Oct. 4, 2006: News Sports Insights
 












News

Sports, extracurriculars to be cut if levy fails
By Kevin Kelley
Fairview Park
Published Oct. 4, 2006

The sounds of marching bands, cheering crowds and helmet-to-helmet tackles will vanish next fall if Fairview Park voters don’t pass a 5.9-mill operating levy Nov. 7.

The Board of Education voted unanimously Sept. 26 to adopt a list of cuts to be made if the levy fails.
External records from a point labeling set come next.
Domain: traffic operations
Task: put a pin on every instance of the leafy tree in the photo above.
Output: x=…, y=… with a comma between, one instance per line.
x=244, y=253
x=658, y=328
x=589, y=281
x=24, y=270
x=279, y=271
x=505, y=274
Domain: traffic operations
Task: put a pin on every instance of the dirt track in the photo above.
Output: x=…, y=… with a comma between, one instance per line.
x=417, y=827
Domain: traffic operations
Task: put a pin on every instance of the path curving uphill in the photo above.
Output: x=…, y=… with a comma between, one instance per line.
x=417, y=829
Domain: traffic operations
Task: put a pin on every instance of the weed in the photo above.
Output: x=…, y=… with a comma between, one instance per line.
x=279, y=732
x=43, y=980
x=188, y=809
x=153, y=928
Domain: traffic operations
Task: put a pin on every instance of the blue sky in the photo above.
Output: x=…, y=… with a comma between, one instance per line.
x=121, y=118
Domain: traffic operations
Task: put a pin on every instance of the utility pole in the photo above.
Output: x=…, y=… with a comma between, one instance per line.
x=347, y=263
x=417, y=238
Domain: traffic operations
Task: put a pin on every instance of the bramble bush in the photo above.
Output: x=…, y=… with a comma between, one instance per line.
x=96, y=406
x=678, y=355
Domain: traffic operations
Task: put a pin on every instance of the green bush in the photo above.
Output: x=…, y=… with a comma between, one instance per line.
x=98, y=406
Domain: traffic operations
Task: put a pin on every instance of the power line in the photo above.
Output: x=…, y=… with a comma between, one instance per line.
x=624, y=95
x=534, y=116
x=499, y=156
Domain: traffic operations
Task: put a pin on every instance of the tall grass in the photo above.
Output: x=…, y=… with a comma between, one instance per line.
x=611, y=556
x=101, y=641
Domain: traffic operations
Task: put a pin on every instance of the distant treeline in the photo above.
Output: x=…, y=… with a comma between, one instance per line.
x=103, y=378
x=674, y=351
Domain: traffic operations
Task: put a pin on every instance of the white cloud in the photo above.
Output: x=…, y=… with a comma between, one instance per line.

The cuts will eliminate the following:

  • All middle school and high school sports teams
  • All student clubs and extracurricular activities, including the district’s instrumental orchestra program
  • All honors and advanced placement courses and gifted programs
  • All field trips

In addition, professional development for all staff members will be eliminated, as will all non-mandated assessment testing of students.

“This decision by the Board of Education is in response to requests from the community to be told how the failure of Issue 8 on Nov. 7 will effect our schools,” Superintendent Brion Deitsch said in a statement. “If Issue 8 does not pass on Nov. 7, 2006, the schools will not receive additional funds in calendar year 2007, thus forcing the aforementioned cuts.”

But the board has also pledged to voters that if the levy does pass, it will not seek additional levy money for at least five years. Other elements of the nine-point pledge board members signed Sept. 19 include a promise to evaluate staffing needs on a yearly basis and maintain facilities in the most cost-effective manner.

Voters rejected operating levies twice this year. In May, a 5.9-mill levy failed 57 to 43 percent. In a special August election, the same levy was rejected, 62 percent to 38.

If the November levy passes, the cost to homeowners will be $15.06 per month per $100,000 worth of valuation. Funds will not start being collected until January 2007. The levy will provide the district with $2,116,317 per year in operating funds. 

Board President Tom Davis said he has all but given up trying to sway voters who rejected to two earlier levies. His plan is to get supporters of the schools out to the polls Nov. 7.

The recently announced proposed cuts are not the first the board has approved in 2006. This spring, the district eliminated three administrative positions,  29 teaching positions, 17 support staff positions, 95 supplemental positions, and all non-mandatory overtime effective with the start of the 2006-2007 school year.

“If there was any fluff in the district, that took care of it,” Davis said of the earlier cuts.

The district still faces a projected deficit of $1.2 million for the 2008-09 school year if the levy is not approved, Davis said.

Although athletes currently pay fees to participate in interscholastic sports, the district did not consider instituting a pay-to-play program to save student sports, Davis said.

First, Davis said, the board did not want to give voters the impression high school athletics can be funded without a levy.

“The cost per athlete per sport is like $800 bucks,” Davis said, adding that many parents cannot pay, especially if a player is likely to sit on the bench.

“The reality of pay-to-play is it’s not equitable and it creates a situation where your numbers are going to dwindle and therefore the cost per player, per athlete, would become astronomical.”

The proposed cuts are not scare tactics, Davis said. “This is not a threat,” he said. “This will happen (if the levy fails),” he said.

“The cause of the problem is a $1.2 million deficit,” he added. “The effect of that problem is that you have to cut costs somewhere, and these are the areas that, based on the evaluations of the superintendent, made the most sense.”

Cuts would take effect next summer, Davis said, as the need for any summer camps for athletic or band programs would be eliminated.

“The reality of it is that even eliminating any of these things for a year will have a lasting effect even if in the following year they get reinstated,” Davis said.

Jennie Lyons, president of the middle school-high school PTA, said she had feared that the proposed cuts would be this severe.

“We had heard there would be no balls bouncing and no music playing (if the levy fails),” Lyons said.

Parents are shaken by the news of the proposed cuts, she said.

Lyons, who has three children in middle school, said they and their classmates are concerned they’ll have trouble getting into college or obtaining scholarships if they do not have experience in high school sports and athletic programs. Lyons shares those concerns.

“My kids want to know what can they do to help get people to vote,” she said.